Writing the social value that construction buyers reward
No sector is scored harder on social value than construction, and few do it worse. Public construction programmes carry some of the highest social value weightings in UK procurement — and the commitments are monitored for years. Generic pledges to “support local communities” score nothing against the specifics evaluators want: apprenticeship starts tied to the contract, local labour percentages, spend with regional SMEs, work-experience placements with named schools and colleges, and measurable community projects. The trap is over-committing to win and then under-delivering across a four-year build, which damages your record for the next bid. We write construction social value that’s ambitious, local and genuinely deliverable on your margins, drawing on the method in our social value guide and our dedicated social value writing service — because in a tight two-horse race for a framework lot, the 10% is usually what decides it.
Frequently asked questions
Do you understand construction terminology?
Yes — we write about RAMS, CDM 2015, ITPs, retentions, JCT and NEC contract forms and the rest of the industry’s vocabulary every week.

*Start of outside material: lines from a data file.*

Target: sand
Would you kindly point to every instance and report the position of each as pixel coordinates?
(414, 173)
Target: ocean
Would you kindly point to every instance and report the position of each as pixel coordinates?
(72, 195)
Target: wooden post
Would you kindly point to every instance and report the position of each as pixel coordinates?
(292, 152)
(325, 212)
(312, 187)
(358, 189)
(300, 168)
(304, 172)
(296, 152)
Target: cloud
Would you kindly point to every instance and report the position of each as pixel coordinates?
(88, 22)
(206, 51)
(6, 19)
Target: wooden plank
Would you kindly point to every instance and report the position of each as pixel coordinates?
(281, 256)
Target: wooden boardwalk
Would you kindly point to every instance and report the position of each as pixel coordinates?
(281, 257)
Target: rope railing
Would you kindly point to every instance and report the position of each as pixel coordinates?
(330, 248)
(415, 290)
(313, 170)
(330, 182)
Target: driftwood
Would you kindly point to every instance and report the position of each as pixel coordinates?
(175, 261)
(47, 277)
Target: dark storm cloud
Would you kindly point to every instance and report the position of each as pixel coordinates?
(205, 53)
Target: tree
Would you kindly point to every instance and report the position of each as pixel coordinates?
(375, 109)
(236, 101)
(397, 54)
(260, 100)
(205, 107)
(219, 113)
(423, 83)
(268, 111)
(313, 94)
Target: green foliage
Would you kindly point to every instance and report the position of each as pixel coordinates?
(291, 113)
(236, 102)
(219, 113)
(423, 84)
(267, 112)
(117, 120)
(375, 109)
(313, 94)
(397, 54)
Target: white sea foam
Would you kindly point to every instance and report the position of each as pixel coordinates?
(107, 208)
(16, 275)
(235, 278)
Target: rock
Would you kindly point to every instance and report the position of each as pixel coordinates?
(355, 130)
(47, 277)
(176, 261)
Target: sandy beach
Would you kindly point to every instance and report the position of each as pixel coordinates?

More importantly, we interview your contracts managers and site teams so every answer reflects how you actually deliver, not a textbook.
Can you help us get on a construction framework?
Yes. Framework applications are a core service — see our framework application support. Be aware most frameworks open on a cycle, so the right time to prepare is before the OJEU/Find a Tender notice appears.
We’re a small subcontractor — is this worth it for us?
Often, yes. Smaller trade packages have fewer questions, so the writing cost is modest, and a reusable set of strong answers — H&S, quality, environmental — pays back across every enquiry you price for years.
What about design and build tenders?
We handle the written quality submission and coordinate inputs from your design team. Where a tender needs drawings or technical design, we work alongside your consultants rather than replacing them.